Friday, October 26, 2012

A map of London painted in Twitter languages

Joanna Carver, reporter


(Image: Ed Manley & James Cheshire)

Twitter has its own #language, but this map shows that in the home of the Queen's English, the Twittersphere is a polyglot place.

Using an algorithm adapted from web browser Google Chrome, engineering doctorate candidate Ed Manley and spatial analysis lecturer James Cheshire, both from University College London, were able to detect the language of tweets sent from the London area over the summer. Of 3.3 million tweets, 92.5 per cent are, not surprisingly, in English. The biggest tweeting tongues after that are Spanish (grey), French (red), Turkish (dark blue), Arabic (green), Portuguese (purple), German (orange), Italian (yellow), Malay (turquoise) and Russian (pink).

Arabic tweeters are busy in the strongly Middle Eastern area of Edgware Road, to the north-east of Hyde Park. They are also thick on the ground in the top-drawer shopping districts of Knightsbridge and Kensington. Turkish tweeting is spread across north London, while there are clear hotspots of Francophone activity - one in fashionable Notting Hill and another at the Institut Fran?ais.

"We're just showing that people can see this pattern going on," Manley says. "I hope this helps people think about the people who use Twitter."
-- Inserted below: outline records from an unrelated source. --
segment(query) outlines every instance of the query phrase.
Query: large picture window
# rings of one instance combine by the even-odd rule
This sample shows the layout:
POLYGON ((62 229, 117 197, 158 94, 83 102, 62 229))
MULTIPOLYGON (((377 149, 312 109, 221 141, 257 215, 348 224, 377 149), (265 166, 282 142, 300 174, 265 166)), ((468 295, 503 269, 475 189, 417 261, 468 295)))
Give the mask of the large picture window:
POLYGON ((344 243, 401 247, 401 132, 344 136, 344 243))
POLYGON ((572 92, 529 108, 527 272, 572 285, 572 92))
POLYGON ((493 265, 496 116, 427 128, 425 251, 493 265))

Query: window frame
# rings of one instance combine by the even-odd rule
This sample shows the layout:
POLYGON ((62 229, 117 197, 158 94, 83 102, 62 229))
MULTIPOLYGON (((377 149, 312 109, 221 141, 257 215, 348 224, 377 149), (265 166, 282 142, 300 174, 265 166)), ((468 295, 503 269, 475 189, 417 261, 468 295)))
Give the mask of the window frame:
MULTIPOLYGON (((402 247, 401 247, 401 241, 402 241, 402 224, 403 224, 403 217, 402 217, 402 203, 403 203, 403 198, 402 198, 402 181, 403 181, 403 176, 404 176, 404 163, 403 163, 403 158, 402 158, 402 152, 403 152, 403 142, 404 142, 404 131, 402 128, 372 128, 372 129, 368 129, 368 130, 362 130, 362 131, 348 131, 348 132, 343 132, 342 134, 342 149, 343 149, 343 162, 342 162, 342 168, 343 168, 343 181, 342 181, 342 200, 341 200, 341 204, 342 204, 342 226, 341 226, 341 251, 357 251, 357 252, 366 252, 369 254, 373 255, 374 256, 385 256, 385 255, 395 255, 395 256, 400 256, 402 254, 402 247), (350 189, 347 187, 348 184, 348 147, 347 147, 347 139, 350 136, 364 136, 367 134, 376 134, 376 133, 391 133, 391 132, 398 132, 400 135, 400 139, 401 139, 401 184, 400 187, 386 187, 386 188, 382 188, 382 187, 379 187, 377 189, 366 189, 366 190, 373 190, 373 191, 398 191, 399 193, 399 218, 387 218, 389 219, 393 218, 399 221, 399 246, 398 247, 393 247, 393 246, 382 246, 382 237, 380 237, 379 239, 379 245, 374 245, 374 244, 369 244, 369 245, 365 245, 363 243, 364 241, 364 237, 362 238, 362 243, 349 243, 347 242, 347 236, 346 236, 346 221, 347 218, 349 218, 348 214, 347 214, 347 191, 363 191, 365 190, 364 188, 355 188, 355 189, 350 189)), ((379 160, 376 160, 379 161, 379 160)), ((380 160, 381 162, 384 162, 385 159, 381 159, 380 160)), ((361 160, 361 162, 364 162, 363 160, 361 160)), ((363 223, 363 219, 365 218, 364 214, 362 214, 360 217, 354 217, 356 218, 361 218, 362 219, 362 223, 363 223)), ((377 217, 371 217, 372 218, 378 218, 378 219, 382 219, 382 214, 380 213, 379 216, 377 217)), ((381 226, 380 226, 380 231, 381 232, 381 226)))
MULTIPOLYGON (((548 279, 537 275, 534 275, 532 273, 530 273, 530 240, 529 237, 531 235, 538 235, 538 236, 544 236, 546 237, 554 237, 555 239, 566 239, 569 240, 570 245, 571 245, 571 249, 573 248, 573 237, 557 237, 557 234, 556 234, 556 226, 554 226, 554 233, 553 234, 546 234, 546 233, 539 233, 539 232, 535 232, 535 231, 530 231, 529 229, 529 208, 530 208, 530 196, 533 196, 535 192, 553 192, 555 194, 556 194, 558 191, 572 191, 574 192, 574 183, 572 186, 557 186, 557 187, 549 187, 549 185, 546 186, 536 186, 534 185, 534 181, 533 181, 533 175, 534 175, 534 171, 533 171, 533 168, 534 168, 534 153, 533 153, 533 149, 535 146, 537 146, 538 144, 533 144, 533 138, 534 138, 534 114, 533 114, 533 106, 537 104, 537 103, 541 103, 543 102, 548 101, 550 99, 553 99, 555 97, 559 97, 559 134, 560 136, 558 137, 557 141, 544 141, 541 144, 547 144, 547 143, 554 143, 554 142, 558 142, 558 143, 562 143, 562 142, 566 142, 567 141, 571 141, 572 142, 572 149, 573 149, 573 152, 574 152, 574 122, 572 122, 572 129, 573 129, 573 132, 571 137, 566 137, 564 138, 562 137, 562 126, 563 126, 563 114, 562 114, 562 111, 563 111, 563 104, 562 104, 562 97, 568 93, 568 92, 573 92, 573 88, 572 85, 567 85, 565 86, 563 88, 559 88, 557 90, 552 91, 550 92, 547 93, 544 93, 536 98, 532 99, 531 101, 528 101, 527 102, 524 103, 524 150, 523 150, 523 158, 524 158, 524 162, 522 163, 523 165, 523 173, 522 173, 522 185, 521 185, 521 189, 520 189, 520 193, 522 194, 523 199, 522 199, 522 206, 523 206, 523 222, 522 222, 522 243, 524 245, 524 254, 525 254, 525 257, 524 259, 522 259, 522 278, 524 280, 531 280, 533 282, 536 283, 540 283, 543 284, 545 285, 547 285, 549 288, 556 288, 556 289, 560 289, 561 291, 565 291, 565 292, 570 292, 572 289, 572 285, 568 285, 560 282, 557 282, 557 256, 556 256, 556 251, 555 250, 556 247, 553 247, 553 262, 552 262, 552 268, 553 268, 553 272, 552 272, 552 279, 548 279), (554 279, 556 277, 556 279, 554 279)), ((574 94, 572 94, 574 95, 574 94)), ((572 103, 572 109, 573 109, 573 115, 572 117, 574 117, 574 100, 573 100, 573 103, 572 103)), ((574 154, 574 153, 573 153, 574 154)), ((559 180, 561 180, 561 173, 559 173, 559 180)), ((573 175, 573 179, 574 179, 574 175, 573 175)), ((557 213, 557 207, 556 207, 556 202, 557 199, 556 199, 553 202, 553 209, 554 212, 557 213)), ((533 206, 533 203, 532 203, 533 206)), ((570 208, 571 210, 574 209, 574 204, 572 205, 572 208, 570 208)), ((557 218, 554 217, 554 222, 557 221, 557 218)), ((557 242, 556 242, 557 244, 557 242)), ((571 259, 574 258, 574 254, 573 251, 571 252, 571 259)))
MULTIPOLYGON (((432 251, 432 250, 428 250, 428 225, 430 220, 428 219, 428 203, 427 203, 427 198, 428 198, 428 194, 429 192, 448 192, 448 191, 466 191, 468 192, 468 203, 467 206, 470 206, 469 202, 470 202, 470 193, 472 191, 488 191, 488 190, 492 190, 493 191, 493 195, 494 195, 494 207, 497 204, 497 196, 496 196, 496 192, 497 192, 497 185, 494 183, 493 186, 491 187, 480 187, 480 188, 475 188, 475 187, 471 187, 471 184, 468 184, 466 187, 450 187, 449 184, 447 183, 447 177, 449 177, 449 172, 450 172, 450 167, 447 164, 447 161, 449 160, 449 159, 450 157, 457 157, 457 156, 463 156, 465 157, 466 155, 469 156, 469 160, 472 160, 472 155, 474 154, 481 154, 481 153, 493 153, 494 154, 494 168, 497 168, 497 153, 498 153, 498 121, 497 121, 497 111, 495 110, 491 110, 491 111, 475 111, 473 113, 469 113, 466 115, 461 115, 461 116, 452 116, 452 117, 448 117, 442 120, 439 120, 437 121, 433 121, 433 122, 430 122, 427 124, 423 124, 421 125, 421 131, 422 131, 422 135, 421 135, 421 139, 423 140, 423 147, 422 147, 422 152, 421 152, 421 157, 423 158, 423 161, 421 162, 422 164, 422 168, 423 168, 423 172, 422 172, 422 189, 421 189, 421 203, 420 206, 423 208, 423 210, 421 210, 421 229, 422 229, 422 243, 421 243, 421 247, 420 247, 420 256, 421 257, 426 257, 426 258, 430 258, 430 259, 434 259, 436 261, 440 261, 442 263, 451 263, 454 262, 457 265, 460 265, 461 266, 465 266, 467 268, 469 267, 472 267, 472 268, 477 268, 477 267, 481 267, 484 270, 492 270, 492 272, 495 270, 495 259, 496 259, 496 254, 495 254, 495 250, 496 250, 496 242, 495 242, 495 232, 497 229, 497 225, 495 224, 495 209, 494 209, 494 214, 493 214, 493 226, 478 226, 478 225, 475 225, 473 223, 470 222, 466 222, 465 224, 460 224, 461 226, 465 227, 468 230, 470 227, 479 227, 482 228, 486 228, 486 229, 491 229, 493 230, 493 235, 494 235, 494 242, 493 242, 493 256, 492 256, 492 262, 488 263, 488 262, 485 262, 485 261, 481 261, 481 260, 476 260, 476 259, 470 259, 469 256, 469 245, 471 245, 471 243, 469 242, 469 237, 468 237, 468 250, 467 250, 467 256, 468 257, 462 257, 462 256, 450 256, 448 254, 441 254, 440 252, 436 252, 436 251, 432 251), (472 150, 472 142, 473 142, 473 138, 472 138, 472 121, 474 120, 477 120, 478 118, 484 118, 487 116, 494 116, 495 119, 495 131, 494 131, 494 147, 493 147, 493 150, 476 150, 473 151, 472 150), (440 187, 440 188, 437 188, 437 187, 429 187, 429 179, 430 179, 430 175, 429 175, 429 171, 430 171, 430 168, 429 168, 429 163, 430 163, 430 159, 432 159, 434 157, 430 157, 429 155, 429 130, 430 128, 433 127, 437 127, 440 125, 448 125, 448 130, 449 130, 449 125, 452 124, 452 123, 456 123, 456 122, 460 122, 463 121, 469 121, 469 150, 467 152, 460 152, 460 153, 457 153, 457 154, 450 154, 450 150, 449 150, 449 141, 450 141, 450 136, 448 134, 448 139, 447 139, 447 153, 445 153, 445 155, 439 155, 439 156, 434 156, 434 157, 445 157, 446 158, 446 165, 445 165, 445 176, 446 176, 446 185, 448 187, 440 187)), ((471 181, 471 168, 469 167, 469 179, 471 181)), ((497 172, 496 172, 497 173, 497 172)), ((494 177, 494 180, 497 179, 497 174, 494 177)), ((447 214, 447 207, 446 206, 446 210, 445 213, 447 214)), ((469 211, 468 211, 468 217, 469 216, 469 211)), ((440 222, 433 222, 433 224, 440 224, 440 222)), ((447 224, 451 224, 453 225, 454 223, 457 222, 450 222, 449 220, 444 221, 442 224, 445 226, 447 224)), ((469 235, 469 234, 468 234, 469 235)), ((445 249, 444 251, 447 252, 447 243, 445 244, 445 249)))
Sixty-six languages were detected overall, and Manley said he was surprised to find a few in Basque, Haitian Creole and Swahili. Quite a few seemed to be written in the Filipino language Tagalog, but most of them turned out to be phrases like "hahahahaha" or "lolololol," and were excluded.

"I don't know much about Tagalog," Manley says on his blog, "but it seems like a fun language."

Manley's and Cheshire's work contrasts starkly with census information, which puts English-speakers in London at 60 per cent, leading Manley to conclude that either people tweet more in English or that English-speakers tweet more.

Manley, a Twitter user himself, thinks that one of the reasons people tweet is to build communities.

"I think it's a sort of democratisation of communication in a way," he says. "Because what you know have is you can communicate with anyone directly without any barrier. You can tweet Barack Obama and he might reply, though he probably won't."